Description de l'image Jonas Kaufmann 9 May 2008 London.jpg.
Naissance (45 ans)
Munich, Allemagne
Activité principale Artiste lyrique
Ténor
Style Opéra
Opéra
Lieux d'activité Bayerische Staatsoper, Metropolitan Opera, Royal Opera House...
Années d'activité depuis 1993
Conjoint Margarete Joswig (divorce en 2014)
Famille Trois enfants
Site internet http://www.jonas-kaufmann.com/

Répertoire

Italien, français, allemand, anglais

Jonas Kaufmann est un chanteur d'opéra allemand né le 10 juillet 1969.

Biographie[modifier | modifier le code]

Jonas Kaufmann est né à Munich en 1969 dans une famille de musiciens amateurs, atmosphère propice à la musique qui le conduit rapidement à appartenir à une chorale d'enfants avant de se décider à embrasser la carrière de ténor.
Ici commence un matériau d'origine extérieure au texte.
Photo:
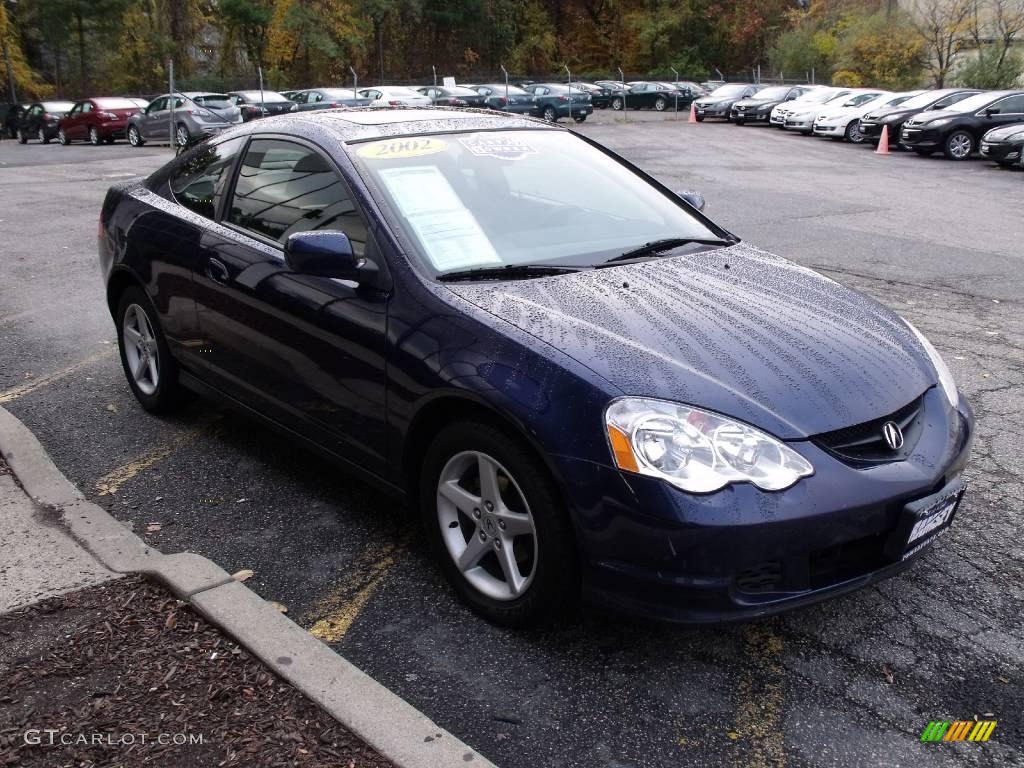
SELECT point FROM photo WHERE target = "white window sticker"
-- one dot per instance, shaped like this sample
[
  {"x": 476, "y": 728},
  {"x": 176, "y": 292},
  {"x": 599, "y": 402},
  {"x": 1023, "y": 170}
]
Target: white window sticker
[{"x": 449, "y": 232}]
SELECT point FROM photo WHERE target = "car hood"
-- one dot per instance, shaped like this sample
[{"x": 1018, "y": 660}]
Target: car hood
[
  {"x": 737, "y": 331},
  {"x": 1004, "y": 132}
]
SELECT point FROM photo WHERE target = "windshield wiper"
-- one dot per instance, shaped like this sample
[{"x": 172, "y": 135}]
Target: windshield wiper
[
  {"x": 660, "y": 246},
  {"x": 510, "y": 271}
]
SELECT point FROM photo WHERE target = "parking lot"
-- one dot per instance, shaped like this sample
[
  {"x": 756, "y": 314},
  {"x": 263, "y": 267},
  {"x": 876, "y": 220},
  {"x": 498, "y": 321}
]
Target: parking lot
[{"x": 852, "y": 682}]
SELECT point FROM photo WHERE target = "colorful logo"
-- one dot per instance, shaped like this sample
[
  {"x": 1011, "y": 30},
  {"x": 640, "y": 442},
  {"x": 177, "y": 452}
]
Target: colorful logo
[{"x": 958, "y": 730}]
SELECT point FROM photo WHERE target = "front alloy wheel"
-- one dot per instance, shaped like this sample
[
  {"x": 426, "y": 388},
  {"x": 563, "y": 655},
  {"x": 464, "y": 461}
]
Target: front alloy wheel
[
  {"x": 960, "y": 145},
  {"x": 486, "y": 525}
]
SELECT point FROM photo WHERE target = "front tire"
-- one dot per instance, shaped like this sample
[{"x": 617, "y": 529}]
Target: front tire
[
  {"x": 152, "y": 373},
  {"x": 958, "y": 145},
  {"x": 498, "y": 526}
]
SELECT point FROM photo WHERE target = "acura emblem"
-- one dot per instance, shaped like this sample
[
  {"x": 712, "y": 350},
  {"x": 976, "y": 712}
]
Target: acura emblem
[{"x": 893, "y": 435}]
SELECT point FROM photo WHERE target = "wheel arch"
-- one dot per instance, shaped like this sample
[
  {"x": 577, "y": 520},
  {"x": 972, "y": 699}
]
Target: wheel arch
[{"x": 444, "y": 408}]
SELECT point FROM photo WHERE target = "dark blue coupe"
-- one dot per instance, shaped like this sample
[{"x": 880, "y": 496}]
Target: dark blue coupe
[{"x": 586, "y": 387}]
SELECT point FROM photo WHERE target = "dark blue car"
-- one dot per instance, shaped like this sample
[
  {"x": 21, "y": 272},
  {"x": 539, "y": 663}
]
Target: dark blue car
[{"x": 587, "y": 389}]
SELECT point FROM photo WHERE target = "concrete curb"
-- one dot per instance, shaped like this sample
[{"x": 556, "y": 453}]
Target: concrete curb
[{"x": 396, "y": 729}]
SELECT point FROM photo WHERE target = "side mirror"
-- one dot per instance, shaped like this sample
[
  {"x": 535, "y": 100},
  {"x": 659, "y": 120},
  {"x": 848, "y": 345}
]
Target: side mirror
[
  {"x": 692, "y": 199},
  {"x": 327, "y": 254}
]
Lors de sa scolarité secondaire, il chante dans des chœurs, parfois même en soliste. Une jeune femme, en stage de préparation au professorat de musique dans son école, le remarque. Elle lui prodigue ses premières leçons, puis l'encourage jusqu'à ce qu'il entreprenne ses études de chant à l'École supérieure de musique et de théâtre de Munich (Hochschule für Musik und Theater München), sanctionnées par le diplôme de chanteur de concert et d'opéra en 1994. En 1993, il remporte le Premier Prix de Concours Meistersinger de Nuremberg. Il participe également aux master-classes de James King, Hans Hotter et Josef Metternich.
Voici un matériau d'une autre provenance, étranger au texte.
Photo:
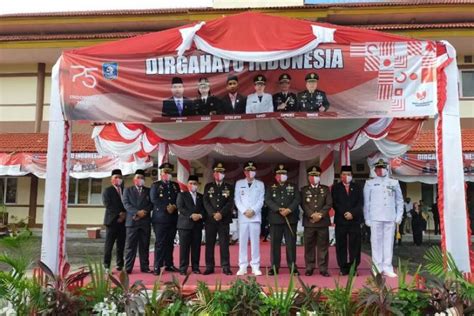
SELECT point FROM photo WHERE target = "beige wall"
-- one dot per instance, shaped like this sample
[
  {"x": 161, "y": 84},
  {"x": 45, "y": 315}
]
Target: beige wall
[{"x": 256, "y": 3}]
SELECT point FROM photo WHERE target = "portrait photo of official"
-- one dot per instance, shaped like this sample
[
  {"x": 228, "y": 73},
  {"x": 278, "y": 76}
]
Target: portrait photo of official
[
  {"x": 206, "y": 103},
  {"x": 284, "y": 101},
  {"x": 312, "y": 99},
  {"x": 259, "y": 102},
  {"x": 177, "y": 104},
  {"x": 233, "y": 102}
]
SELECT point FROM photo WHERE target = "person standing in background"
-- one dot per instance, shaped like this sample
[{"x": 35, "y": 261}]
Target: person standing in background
[{"x": 114, "y": 220}]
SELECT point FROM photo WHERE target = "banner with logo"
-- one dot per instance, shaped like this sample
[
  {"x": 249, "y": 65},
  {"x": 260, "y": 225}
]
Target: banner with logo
[
  {"x": 83, "y": 165},
  {"x": 197, "y": 73},
  {"x": 425, "y": 164}
]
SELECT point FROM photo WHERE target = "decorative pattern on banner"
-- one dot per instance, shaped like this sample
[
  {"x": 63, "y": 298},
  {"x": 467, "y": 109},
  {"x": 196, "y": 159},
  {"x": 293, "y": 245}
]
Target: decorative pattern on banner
[
  {"x": 194, "y": 74},
  {"x": 406, "y": 72}
]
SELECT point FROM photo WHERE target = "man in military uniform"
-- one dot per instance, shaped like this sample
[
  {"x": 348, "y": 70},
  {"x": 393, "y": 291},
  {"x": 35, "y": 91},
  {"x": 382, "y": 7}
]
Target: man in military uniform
[
  {"x": 218, "y": 203},
  {"x": 348, "y": 201},
  {"x": 233, "y": 102},
  {"x": 284, "y": 101},
  {"x": 283, "y": 200},
  {"x": 206, "y": 103},
  {"x": 177, "y": 104},
  {"x": 312, "y": 100},
  {"x": 163, "y": 195},
  {"x": 316, "y": 202},
  {"x": 259, "y": 102},
  {"x": 383, "y": 209}
]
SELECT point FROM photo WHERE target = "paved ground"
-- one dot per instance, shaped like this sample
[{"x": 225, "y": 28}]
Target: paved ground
[{"x": 81, "y": 250}]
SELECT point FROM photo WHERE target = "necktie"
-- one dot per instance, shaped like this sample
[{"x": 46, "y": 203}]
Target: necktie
[
  {"x": 119, "y": 190},
  {"x": 179, "y": 103}
]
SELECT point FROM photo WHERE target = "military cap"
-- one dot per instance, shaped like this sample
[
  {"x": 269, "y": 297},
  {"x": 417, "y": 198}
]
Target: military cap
[
  {"x": 193, "y": 178},
  {"x": 259, "y": 79},
  {"x": 346, "y": 169},
  {"x": 116, "y": 171},
  {"x": 250, "y": 166},
  {"x": 140, "y": 171},
  {"x": 284, "y": 78},
  {"x": 381, "y": 163},
  {"x": 203, "y": 82},
  {"x": 281, "y": 169},
  {"x": 166, "y": 166},
  {"x": 219, "y": 167},
  {"x": 232, "y": 77},
  {"x": 312, "y": 76},
  {"x": 176, "y": 80},
  {"x": 314, "y": 171}
]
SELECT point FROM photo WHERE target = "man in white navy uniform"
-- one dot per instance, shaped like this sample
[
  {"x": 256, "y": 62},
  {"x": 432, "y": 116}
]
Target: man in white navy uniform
[
  {"x": 249, "y": 198},
  {"x": 259, "y": 102},
  {"x": 383, "y": 209}
]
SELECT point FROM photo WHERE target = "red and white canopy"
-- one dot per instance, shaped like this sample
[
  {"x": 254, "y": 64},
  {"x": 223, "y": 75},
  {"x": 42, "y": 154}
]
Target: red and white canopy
[{"x": 369, "y": 77}]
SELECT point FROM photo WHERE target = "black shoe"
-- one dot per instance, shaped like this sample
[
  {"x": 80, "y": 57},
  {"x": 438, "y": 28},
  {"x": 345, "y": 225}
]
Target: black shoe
[
  {"x": 172, "y": 269},
  {"x": 273, "y": 272}
]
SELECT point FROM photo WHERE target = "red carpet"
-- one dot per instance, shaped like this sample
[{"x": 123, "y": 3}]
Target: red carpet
[{"x": 264, "y": 280}]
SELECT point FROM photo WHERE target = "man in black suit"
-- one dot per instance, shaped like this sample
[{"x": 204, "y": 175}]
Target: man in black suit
[
  {"x": 218, "y": 203},
  {"x": 190, "y": 222},
  {"x": 233, "y": 102},
  {"x": 136, "y": 200},
  {"x": 114, "y": 220},
  {"x": 163, "y": 195},
  {"x": 285, "y": 101},
  {"x": 178, "y": 105},
  {"x": 348, "y": 203}
]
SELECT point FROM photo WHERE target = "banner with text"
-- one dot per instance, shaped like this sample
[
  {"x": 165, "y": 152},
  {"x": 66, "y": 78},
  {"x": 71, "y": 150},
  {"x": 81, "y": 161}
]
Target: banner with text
[{"x": 360, "y": 80}]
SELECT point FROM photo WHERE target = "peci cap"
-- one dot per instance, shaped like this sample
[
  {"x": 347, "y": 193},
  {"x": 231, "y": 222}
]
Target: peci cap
[
  {"x": 218, "y": 167},
  {"x": 281, "y": 169},
  {"x": 116, "y": 172},
  {"x": 250, "y": 166},
  {"x": 284, "y": 78},
  {"x": 312, "y": 76},
  {"x": 314, "y": 171}
]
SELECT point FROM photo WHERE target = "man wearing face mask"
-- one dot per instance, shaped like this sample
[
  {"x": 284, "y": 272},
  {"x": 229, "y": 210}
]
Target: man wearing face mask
[
  {"x": 316, "y": 202},
  {"x": 383, "y": 209},
  {"x": 218, "y": 202},
  {"x": 249, "y": 198},
  {"x": 348, "y": 203},
  {"x": 114, "y": 220},
  {"x": 163, "y": 195},
  {"x": 283, "y": 200},
  {"x": 190, "y": 222},
  {"x": 136, "y": 200}
]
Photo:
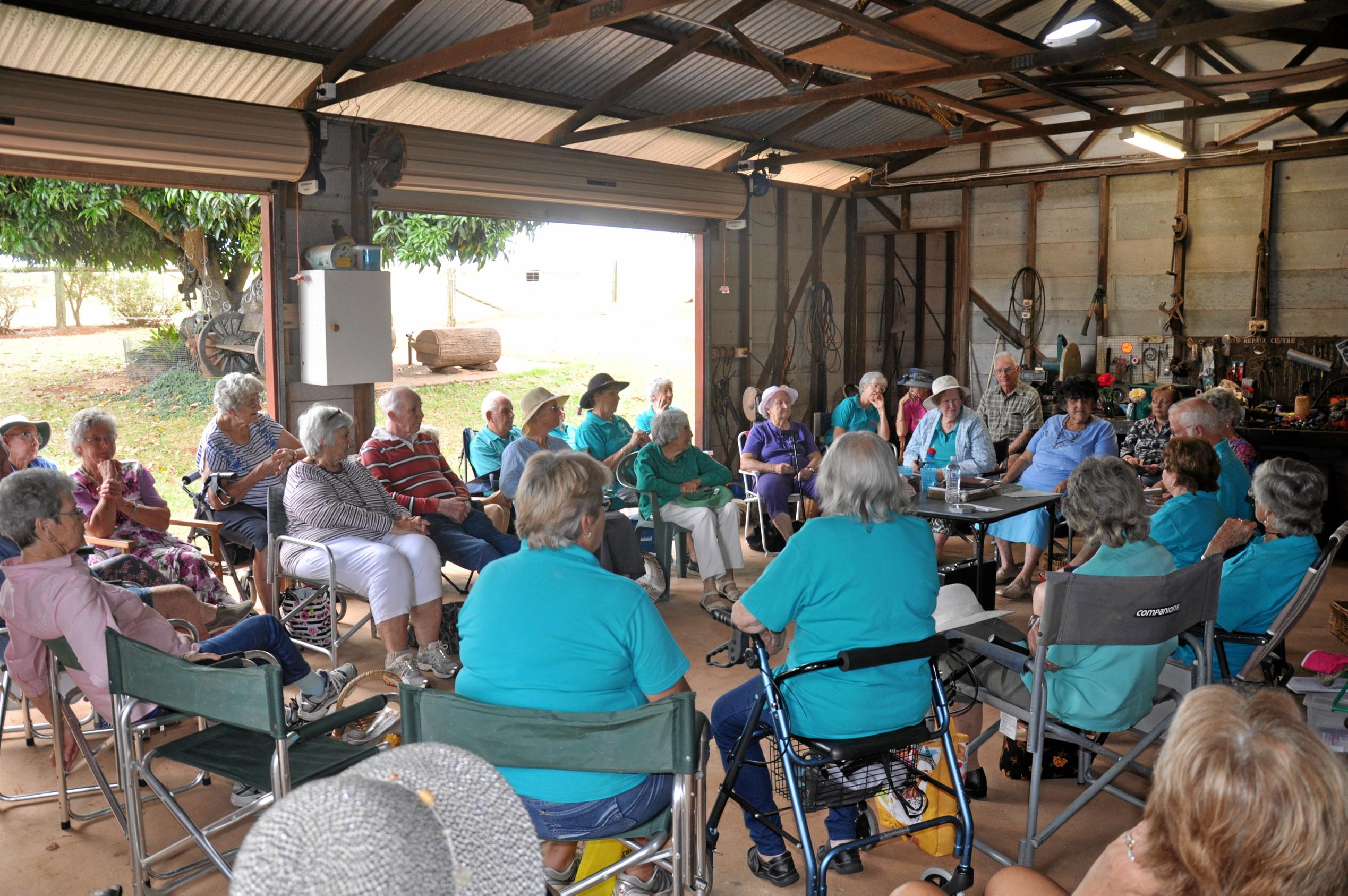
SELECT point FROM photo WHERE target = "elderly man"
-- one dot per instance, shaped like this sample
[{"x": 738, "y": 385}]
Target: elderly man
[
  {"x": 409, "y": 464},
  {"x": 484, "y": 452},
  {"x": 1011, "y": 412},
  {"x": 1199, "y": 420}
]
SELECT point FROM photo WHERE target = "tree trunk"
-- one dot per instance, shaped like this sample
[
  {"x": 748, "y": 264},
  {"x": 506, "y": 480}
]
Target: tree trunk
[{"x": 476, "y": 347}]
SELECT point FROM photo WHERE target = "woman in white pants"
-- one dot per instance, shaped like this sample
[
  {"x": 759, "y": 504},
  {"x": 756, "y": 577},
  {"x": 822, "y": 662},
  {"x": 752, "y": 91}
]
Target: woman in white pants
[
  {"x": 380, "y": 549},
  {"x": 681, "y": 476}
]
« Les enregistrements de ténors allemands ont été une source d’inspiration pour le jeune Jonas, et notamment ceux de Fritz Wunderlich, disparu tragiquement trois ans avant la naissance de Kaufmann. « C’était le dernier représentant de la lignée royale », déclare-t-il au sujet de l'une de ses idole, « et peut-être pas typiquement allemand, dans la mesure où c’était toujours son cœur qui parlait à travers sa voix. » Le chant de Wunderlich a appris à Kaufmann qu' « une fois qu’on maîtrise la voix à cent pour cent, il faut alors y faire passer une telle émotion que les auditeurs seraient prêts à parier tout leur argent qu’on ressent vraiment les sentiments exprimés. Ce n’est pas quelque chose qu’on invente simplement pour impressionner le public : ça semble vrai »[1]. »
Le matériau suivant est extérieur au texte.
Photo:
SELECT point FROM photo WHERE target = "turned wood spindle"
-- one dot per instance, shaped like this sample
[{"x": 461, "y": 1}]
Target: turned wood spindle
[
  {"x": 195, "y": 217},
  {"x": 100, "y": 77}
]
En 1994, il est engagé, pour une durée de deux ans, comme ténor au Théâtre national de la Sarre où il chante Berg, Bizet, Mozart, Offenbach, Ramírez, Strauss, Verdi. Durant ces années "de galère", pour reprendre le terme de son biographe, agent et ami, Thomas Voigt, il connaîtra la difficile expérience du "ténor de troupe", bon à tous les rôles, qui ne peut guère imposer ses choix et rencontrera sa fameuse "crise vocale" (aphone sur scène lors d'un Parsifal) qui le conduira à changer l'orientation de sa carrière et à modifier sa technique vocale.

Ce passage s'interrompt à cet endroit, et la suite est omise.